5 Questions To Ask Before Getting Started With Data AnnotationBy Innodata Inc. on September 4, 2019
Accelerating AI with Data Annotation
We’re still a long way from realizing the full potential of artificial intelligence. Sorry to burst your bubble, but self-driving cars taking over the roads and robot doctors are closer to science-fiction than reality. Despite the hype around these AI-powered initiatives, the harsh truth is we still do not have enough data to speed the advancement of many of these types of AI projects. And while everyone understands that AI requires vast amounts of “big data” to continually learn and identify patterns that humans can’t, it’s really about getting “smart data” to train machine learning models. After all, artificial intelligence is only as smart as the data its fed.
While it’s not always easy to turn raw data into smart data, there is one process that helps add vital bits of information to raw data – providing structure to data that is otherwise just noise to a supervised learning algorithm – data annotation.
What is Data Annotation?
Data annotation (commonly referred to as data labeling) plays a crucial role in ensuring your AI and machine learning projects are trained with the right information to learn from. Data annotation and labeling provides the initial setup for supplying a machine learning model with what it needs to understand and discriminate against various inputs to come up with accurate outputs. By frequently feeding tagged and annotated datasets through an algorithm, you’re able to establish a model that can begin getting smarter over time. The more annotated data you use to train the model, the smarter it becomes. But you can’t do it without a little help. Producing the necessary annotation from any asset at scale is a challenge for many – mainly due to the complexity involved with annotation. Getting the most accurate labels demands time and expertise.
Humans are needed to identify and annotate specific data so machines can learn to identify and classify information. Without these labels – tagged and validated by human assistance – a machine learning algorithm will have a difficult time computing the necessary attributes. When it comes to annotation, machines can’t function without humans-in-the-loop.
For example, a court may issue a decision containing mostly unstructured data. Making any sense of this information demands the expertise of legal professionals to review and provide structure as well as context to the information, such as tagging specific clauses and citing other cases relevant to the judgement being scrutinized. This process of extraction and tagging helps provide a machine learning algorithm with bits of information it could not acquire on its own.
Ultimately, artificial intelligence can’t succeed without access to the right data. Feeding it the right information with a learnable ‘signal’ consistently added at a massive scale is going to drive constant improvement over time. That’s the power of data annotation. However, before you begin with any data annotation project, it’s important to consider the following questions.
What do you need to annotate?
There are many different types of annotations, depending on what kind of form the data is in. It can range from image and video annotation, text categorization, semantic annotation, and content categorization. What is most important to achieving your particular business goals? Will one form of data help accelerate a particular project more than another?

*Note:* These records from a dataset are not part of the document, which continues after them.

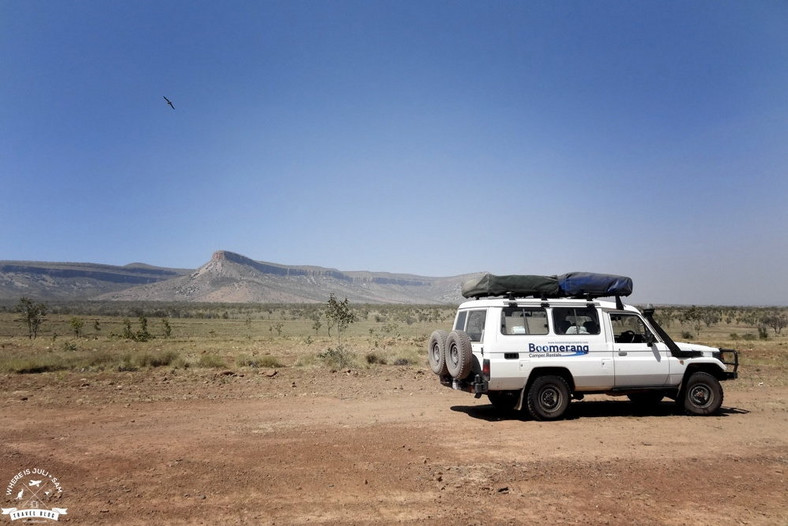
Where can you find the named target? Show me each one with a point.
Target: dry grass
(261, 336)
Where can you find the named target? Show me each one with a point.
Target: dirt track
(383, 446)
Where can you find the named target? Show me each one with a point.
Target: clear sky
(437, 138)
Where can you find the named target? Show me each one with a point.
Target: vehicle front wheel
(702, 394)
(548, 398)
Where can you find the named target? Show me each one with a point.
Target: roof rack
(582, 285)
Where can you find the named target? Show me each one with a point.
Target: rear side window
(575, 320)
(472, 322)
(459, 325)
(523, 320)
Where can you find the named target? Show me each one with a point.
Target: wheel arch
(536, 372)
(710, 368)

Determine what you will need to be successful first and foremost.
Is your annotation accurately representative of a particular domain?

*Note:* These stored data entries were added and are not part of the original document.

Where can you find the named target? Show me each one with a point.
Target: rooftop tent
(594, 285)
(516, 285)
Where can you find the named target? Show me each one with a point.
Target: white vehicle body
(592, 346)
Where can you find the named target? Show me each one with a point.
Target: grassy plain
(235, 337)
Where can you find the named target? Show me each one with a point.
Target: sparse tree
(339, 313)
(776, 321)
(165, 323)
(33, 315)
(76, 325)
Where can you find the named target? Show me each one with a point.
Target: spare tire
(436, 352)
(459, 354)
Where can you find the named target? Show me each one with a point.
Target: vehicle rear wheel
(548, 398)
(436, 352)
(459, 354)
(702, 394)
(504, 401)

Before you start labeling data, you should understand the domain vocabulary, format and category of the data you intend to use – also known as building an ontology. Ontologies play a critical role in machine learning. According to the Wikipedia definition, ontologies are “formal naming and definition of the types, properties, and interrelationships of the entities that really or fundamentally exist for a particular domain of discourse.” In other words, ontologies give meaning to things. Think of this as teaching your AI to communicate using a common language. It is critical to identify the problem statement and understand how AI can interpret data to semantically solve a certain use case.
How much data do you need for your ML/AI project?
The likely answer is as much data as possible, but in some instances certain benchmarks can be established based on the specific need (e.g. the past 10 years of SEC regulatory data). This is likely determined by having a domain expert handle the annotations and continually evaluate accuracy that will help create the ground truth data that will be used to train your algorithm.
Should you outsource or annotate in-house?
According to research from Cognilytica, companies spend five times as much on internal data labeling than they do with 3rd parties. Not only is this costly, it is time intensive; taking valuable time away from your team when they could be focusing their talents elsewhere. What’s more, building the necessary annotation tools often require more work than some ML projects. But for many companies, security is an issue, so there is often hesitation to release data. But many companies have privacy and security procedures in place to address these concerns.
Do you need your annotators to be subject matter experts?
Depending on the complexity of the data you are annotating, it is vital to have the right expert handle annotations. While several companies use the crowd for basic annotations, more complex data requires specialized skills to ensure accuracy. For example, being able to interpret complex legal obligations and agreements from ISDA contracts require legal specialists that can identify and label the most appropriate information. The same goes for other fields like science and medicine where deep understanding and fluency of the content cannot be taken for granted. If there are even slight errors in the data or in the training sets used to create predictive models, the consequences can be potentially catastrophic.